De krijgsgevangen vrouw
10Wanneer gij uittrekt ten strijde tegen uw vijanden en de Here, uw God, hen in uw macht geeft en gij uit hen gevangenen maakt, 11en gij ziet onder de gevangenen een vrouw, schoon van gestalte, zodat gij behagen in haar hebt en haar tot vrouw wilt nemen, 12dan zult gij haar in uw huis brengen; zij zal haar hoofdhaar afscheren, haar nagels knippen, 13het kleed, dat zij bij haar wegvoering droeg, afleggen en in uw huis blijven om haar vader en moeder een volle maand te bewenen; daarna moogt gij tot haar komen en haar huwen, zodat zij uw vrouw wordt. 14Hebt gij geen behagen meer in haar, dan zult gij haar laten gaan, waarheen zij wil; gij moogt haar in geen geval voor geld verkopen; gij moogt haar niet als slavin behandelen – want gij hebt haar gedwongen.
Het eerstgeboorterecht
15Wanneer een man twee vrouwen heeft, van wie hij de ene bemint en de andere niet, en zij hebben hem zonen gebaard, zowel de beminde als de niet-beminde, en de eerstgeboren zoon is van de niet-beminde, 16dan mag hij, wanneer hij zijn bezit aan zijn zonen vermaakt, aan de zoon der beminde niet het eerstgeboorterecht geven ten nadele van de zoon der niet-beminde, de eerstgeborene. 17Maar de eerstgeborene, de zoon van de niet-beminde, moet hij erkennen door hem een dubbel deel te geven van alles wat het zijne zal blijken te zijn, want deze is de eersteling van zijn kracht: hem behoort het eerstgeboorterecht.
De weerspannige zoon
18Wanneer een man een weerbarstige, weerspannige zoon heeft, die naar zijn vader en moeder niet wil luisteren, en hun niet gehoorzaamt, hoewel zij hem tuchtigen, 19dan zullen zijn vader en moeder hem grijpen en naar de oudsten van zijn stad brengen, in de poort van zijn woonplaats, 20en zij zullen tot de oudsten van zijn stad zeggen: Deze zoon van ons is weerbarstig en weerspannig, hij wil naar ons niet luisteren, hij is een doorbrenger en een drinker. 21Dan zullen alle mannen van zijn stad hem stenigen, zodat hij sterft.

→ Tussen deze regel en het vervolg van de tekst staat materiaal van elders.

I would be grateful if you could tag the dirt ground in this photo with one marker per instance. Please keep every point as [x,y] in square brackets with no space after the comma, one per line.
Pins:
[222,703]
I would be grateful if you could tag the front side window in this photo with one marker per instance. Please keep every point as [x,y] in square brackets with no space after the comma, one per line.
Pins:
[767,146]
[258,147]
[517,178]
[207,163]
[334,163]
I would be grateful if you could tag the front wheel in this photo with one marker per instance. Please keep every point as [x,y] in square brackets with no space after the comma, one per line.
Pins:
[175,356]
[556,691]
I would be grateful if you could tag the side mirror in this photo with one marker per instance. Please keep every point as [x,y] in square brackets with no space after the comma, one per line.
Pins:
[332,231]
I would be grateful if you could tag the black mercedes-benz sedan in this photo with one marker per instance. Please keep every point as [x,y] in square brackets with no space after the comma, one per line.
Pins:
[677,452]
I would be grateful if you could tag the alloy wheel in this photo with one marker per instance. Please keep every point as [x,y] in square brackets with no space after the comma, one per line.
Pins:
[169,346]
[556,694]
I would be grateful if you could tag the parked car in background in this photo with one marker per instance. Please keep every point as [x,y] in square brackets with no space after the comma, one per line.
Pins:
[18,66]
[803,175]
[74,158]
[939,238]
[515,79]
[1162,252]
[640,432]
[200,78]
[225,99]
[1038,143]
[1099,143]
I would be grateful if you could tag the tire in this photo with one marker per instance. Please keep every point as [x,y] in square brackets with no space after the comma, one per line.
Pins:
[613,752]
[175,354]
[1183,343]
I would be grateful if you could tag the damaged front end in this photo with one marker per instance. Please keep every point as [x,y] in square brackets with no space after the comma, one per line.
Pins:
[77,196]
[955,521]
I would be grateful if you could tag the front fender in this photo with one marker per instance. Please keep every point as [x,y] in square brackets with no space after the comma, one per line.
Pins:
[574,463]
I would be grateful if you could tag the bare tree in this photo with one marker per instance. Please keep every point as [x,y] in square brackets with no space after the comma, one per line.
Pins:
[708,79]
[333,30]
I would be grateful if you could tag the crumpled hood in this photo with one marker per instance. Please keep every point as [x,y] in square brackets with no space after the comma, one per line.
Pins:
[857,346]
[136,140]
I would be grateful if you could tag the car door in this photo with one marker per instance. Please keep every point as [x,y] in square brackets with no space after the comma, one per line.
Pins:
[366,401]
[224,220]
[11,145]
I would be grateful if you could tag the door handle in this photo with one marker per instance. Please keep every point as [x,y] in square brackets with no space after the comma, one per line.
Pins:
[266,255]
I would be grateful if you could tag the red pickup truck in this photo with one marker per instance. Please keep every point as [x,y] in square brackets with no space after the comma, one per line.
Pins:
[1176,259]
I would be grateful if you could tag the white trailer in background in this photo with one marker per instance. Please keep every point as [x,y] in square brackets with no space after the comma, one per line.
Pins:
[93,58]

Zo zult gij het kwaad uit uw midden wegdoen; geheel Israël zal dit horen en vrezen.
Begrafenis na de doodstraf
22Wanneer iemand een zonde begaat, waarop de doodstraf staat, en hij wordt ter dood gebracht en gij hangt hem aan een paal, 23dan zal zijn lijk gedurende de nacht niet aan de paal blijven, maar gij zult hem dezelfde dag nog begraven, want een gehangene is door God vervloekt en gij zult het land dat de Here, uw God, u als erfdeel geven zal, niet verontreinigen.